You probably don’t know him. He is, or was, the New York Times restaurant reviewer. He wrote the famous takedown of Guy Fieri’s abysmal tourist trap (freebie) that I linked to a couple of years ago because it was such an enjoyable train wreck to read.
Another of my faves was his write up of this smash burger joint in New York. It’s always fun to watch an artist work with the simplest of materials, and here that applies on both sides of the stainless steel serving bench.
It’s a free link so you can read the whole thing if you’re so inclined.

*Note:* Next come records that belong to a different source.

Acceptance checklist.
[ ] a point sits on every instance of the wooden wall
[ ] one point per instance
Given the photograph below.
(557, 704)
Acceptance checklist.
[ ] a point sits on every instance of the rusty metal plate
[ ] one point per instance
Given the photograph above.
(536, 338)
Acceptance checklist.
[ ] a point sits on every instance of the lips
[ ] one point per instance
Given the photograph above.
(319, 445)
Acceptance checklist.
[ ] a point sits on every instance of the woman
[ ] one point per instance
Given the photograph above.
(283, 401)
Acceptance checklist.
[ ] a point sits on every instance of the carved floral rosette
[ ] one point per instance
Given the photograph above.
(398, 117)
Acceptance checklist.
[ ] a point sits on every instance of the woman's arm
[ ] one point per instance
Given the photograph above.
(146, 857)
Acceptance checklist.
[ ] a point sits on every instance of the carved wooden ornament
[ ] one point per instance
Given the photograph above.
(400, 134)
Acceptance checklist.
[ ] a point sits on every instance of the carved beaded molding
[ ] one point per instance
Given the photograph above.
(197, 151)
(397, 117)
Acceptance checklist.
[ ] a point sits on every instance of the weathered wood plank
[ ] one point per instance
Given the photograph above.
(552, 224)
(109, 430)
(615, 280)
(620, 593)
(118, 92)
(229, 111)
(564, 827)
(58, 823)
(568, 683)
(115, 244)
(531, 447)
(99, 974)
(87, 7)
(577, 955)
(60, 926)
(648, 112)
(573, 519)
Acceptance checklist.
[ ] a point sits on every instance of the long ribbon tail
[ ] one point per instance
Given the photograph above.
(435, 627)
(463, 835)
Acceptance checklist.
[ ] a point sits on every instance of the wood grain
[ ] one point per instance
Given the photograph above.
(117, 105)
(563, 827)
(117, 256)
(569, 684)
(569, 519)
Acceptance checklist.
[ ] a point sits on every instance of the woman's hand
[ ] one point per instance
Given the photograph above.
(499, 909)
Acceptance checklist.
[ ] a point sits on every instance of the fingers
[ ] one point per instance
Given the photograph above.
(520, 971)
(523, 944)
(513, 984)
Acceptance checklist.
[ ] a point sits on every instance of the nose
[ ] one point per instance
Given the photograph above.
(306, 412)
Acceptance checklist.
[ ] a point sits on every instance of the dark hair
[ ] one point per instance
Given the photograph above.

The undressed smash burger represents an almost geometric purity; the fried-onion burger, on the other hand, is deliriously impure. The onions cooked in beef juices combine with the beef cooked in onion juices, and together they tap into an America of cheap and slightly sleazy thrills. This burger tastes like late-night drives into empty downtowns, of cheap beer on boardwalks and wax paper at fly-by-night carnivals, of places where you talk to weird characters you wouldn’t meet in the daytime. The fast-food chains pushed all of this out of their franchises. Mr. Motz’s Oklahoma burger brings it back. It tastes like honest American grease.
My only issue with these stories you post is the hunger they induce. Food reviewers in the first few months of the gig must become quickly immune to the siren song of the food or else switch to a health reporter writing on weight issues.
There is a place in Melbourne (Easy's) who does an Oklahoma fried onion burger its pretty good!